- Battle of Peña Colorado Creek: Part of Texas–Indian Wars, Apache Wars, American Civil War
| Date | August 11, 1861 |
| Location | Near Marathon, Texas |
| Result | Apache victory |

Belligerents
- Mescalero Apache: Confederate States of America

Commanders and leaders
- Chief Nicolas: Lt. Reuben Mays †

Strength
- More than 80 warriors: 14 cavalry and 1 civilian

Casualties and losses
- Few: All 14 men including Lt. Mays are killed in battle

= Battle of Peña Colorado Creek =

1861 battle in Texas, U.S.

The Battle of Peña Colorado Creek was a small but major battle fought between the Mescalero Apache and the Confederate States of America that took place on August 11, 1861, near Marathon, Texas. The exact location of the battlefield is unknown but it was near the Peña Colorado Creek.

== Background ==
Before the battle, Mescalero Apaches under the lead of Chief Nicolas attacked the ranch of Manuel Musquiz, killing three herders and stealing some livestock. In response, Lieutenant Reuben Mays took 13 cavalrymen and a Mexican guide by the name of Juan Fernandez from Fort Davis to search for the Apache raiders. At the end of the day on August 10, 1861, the troops discovered the camp of Chief Nicolas’ band in a valley with intent on striking by the next morning.

== The Battle ==
On the morning of August 11, 1861, Lt.
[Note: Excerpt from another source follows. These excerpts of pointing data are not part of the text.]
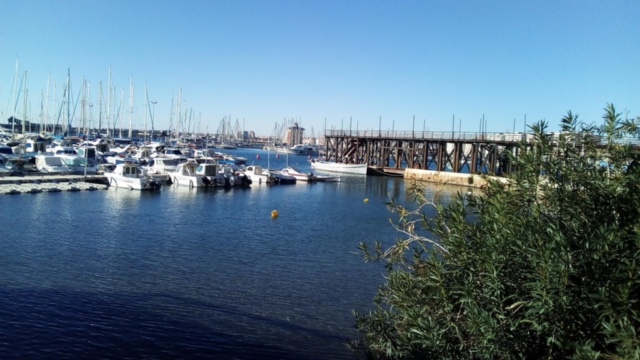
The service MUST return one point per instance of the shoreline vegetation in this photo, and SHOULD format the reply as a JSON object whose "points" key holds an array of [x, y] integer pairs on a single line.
{"points": [[545, 267]]}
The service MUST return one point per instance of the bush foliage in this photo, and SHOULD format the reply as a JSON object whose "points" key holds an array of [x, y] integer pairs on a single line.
{"points": [[545, 266]]}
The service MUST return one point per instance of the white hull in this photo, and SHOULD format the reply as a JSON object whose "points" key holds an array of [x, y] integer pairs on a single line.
{"points": [[190, 181], [359, 169], [131, 183]]}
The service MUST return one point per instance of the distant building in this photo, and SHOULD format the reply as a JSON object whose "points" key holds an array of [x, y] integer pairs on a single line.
{"points": [[295, 135]]}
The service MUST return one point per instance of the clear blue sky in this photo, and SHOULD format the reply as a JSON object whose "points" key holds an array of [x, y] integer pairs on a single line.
{"points": [[363, 64]]}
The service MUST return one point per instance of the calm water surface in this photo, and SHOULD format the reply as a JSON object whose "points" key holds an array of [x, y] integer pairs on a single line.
{"points": [[185, 273]]}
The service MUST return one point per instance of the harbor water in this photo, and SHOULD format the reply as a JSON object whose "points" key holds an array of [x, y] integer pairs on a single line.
{"points": [[189, 273]]}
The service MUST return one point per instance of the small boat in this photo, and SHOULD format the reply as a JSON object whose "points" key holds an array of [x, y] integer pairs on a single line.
{"points": [[186, 175], [309, 177], [131, 176], [256, 173], [51, 164], [360, 169], [299, 175]]}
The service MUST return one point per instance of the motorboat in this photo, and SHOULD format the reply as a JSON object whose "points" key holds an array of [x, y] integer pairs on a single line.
{"points": [[256, 173], [51, 164], [303, 149], [131, 176], [309, 177], [360, 169], [186, 175], [78, 164]]}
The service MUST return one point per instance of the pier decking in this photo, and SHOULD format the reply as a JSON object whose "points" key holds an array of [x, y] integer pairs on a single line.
{"points": [[31, 184], [474, 153]]}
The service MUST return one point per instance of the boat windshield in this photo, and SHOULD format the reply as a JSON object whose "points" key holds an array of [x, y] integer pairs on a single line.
{"points": [[207, 170], [53, 161]]}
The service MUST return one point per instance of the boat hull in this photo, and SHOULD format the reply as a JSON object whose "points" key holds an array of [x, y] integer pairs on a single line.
{"points": [[356, 169]]}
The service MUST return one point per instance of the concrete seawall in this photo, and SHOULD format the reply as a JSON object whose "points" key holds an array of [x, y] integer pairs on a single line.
{"points": [[447, 178]]}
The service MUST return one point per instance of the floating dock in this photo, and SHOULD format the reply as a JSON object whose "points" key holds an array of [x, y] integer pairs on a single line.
{"points": [[13, 185]]}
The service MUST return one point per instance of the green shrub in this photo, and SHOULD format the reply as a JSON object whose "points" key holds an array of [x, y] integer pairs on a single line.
{"points": [[546, 267]]}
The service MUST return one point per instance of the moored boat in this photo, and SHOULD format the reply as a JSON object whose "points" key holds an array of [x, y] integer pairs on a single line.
{"points": [[359, 169], [131, 176]]}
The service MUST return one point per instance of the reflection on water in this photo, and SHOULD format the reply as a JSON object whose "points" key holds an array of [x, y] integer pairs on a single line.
{"points": [[184, 273]]}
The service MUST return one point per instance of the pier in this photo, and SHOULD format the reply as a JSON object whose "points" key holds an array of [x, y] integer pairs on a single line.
{"points": [[30, 184], [394, 151]]}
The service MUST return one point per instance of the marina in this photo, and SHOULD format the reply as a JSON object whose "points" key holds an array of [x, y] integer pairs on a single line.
{"points": [[193, 273]]}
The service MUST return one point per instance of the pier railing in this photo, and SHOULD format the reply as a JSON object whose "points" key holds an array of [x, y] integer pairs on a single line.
{"points": [[462, 136], [435, 135]]}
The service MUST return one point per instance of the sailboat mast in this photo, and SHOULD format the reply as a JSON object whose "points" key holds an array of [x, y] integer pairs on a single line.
{"points": [[46, 105], [100, 111], [109, 107], [24, 116], [130, 107]]}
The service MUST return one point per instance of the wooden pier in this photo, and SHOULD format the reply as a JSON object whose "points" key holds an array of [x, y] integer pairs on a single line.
{"points": [[393, 151]]}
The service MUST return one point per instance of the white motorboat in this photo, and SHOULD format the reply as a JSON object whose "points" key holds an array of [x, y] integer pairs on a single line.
{"points": [[256, 173], [360, 169], [51, 164], [186, 175], [131, 176], [309, 177]]}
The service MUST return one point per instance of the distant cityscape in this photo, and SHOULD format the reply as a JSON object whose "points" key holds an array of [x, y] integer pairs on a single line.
{"points": [[286, 133]]}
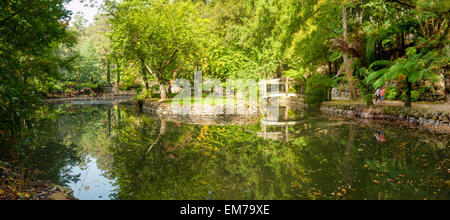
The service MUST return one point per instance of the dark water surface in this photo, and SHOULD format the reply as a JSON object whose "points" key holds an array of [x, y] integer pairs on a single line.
{"points": [[106, 151]]}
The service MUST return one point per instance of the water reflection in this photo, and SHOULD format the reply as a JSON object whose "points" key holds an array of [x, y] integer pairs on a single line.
{"points": [[122, 154]]}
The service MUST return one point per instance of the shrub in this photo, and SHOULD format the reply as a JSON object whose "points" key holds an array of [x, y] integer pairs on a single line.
{"points": [[414, 96]]}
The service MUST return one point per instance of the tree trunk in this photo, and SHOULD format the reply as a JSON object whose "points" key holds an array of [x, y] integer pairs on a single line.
{"points": [[108, 73]]}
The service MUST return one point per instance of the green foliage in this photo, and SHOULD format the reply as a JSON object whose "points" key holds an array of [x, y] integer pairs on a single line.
{"points": [[414, 96], [392, 93], [160, 38], [317, 89]]}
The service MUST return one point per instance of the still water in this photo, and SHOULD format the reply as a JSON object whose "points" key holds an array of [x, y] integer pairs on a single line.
{"points": [[106, 151]]}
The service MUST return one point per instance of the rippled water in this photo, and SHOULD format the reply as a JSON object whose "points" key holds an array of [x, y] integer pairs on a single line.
{"points": [[106, 151]]}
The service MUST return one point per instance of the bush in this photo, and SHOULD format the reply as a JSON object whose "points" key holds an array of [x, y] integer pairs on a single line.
{"points": [[317, 88], [414, 96]]}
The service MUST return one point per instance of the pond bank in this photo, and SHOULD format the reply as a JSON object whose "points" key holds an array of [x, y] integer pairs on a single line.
{"points": [[15, 187], [202, 114], [432, 120]]}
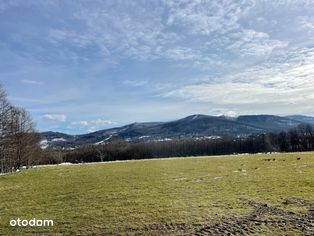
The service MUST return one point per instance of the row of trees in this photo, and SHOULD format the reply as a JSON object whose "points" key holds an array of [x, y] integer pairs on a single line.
{"points": [[297, 139], [19, 142]]}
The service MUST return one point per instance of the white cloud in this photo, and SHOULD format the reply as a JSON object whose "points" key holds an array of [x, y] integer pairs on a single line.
{"points": [[54, 117], [135, 83], [34, 82], [289, 83], [251, 42]]}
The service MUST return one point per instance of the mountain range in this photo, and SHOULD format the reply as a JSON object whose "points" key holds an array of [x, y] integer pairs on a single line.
{"points": [[194, 126]]}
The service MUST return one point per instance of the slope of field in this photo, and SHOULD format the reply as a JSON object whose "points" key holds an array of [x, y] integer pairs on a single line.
{"points": [[269, 194]]}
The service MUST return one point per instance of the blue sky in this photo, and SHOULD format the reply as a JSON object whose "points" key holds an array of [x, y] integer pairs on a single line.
{"points": [[79, 66]]}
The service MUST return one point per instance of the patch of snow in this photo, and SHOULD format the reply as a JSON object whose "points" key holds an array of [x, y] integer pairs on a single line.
{"points": [[58, 140], [102, 141], [44, 144]]}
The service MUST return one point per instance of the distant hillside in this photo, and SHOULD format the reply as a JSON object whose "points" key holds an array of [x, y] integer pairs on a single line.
{"points": [[194, 126]]}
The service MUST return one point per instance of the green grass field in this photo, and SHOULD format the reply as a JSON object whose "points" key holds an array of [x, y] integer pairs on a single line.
{"points": [[153, 197]]}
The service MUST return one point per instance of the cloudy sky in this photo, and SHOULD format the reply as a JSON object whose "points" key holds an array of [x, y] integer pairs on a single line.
{"points": [[79, 66]]}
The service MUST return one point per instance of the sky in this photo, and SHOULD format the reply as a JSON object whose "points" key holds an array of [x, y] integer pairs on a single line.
{"points": [[80, 66]]}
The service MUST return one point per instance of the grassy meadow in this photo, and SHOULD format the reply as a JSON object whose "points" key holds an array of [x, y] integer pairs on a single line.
{"points": [[153, 197]]}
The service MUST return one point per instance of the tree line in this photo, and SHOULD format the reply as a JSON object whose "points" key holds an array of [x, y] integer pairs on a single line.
{"points": [[19, 142], [297, 139]]}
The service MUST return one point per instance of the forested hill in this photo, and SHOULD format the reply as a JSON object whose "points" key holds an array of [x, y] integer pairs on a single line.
{"points": [[194, 126]]}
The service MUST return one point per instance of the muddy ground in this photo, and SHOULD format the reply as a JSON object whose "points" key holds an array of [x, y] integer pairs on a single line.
{"points": [[262, 217]]}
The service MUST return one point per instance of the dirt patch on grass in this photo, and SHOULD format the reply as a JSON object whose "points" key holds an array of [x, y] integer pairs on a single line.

Mays and his cavalrymen began an assault on the camp, however he quickly realized that he was severely outnumbered, with Chief Nicolas’ band having more than 80 warriors. Mays and his men were being chased by the Apaches for a while, and were forced to take cover behind a large rock. Juan Fernandez went to go to Fort Davis to get help, however it would already be too late as Mays and his men would all be killed, in the middle of the west Texas desert.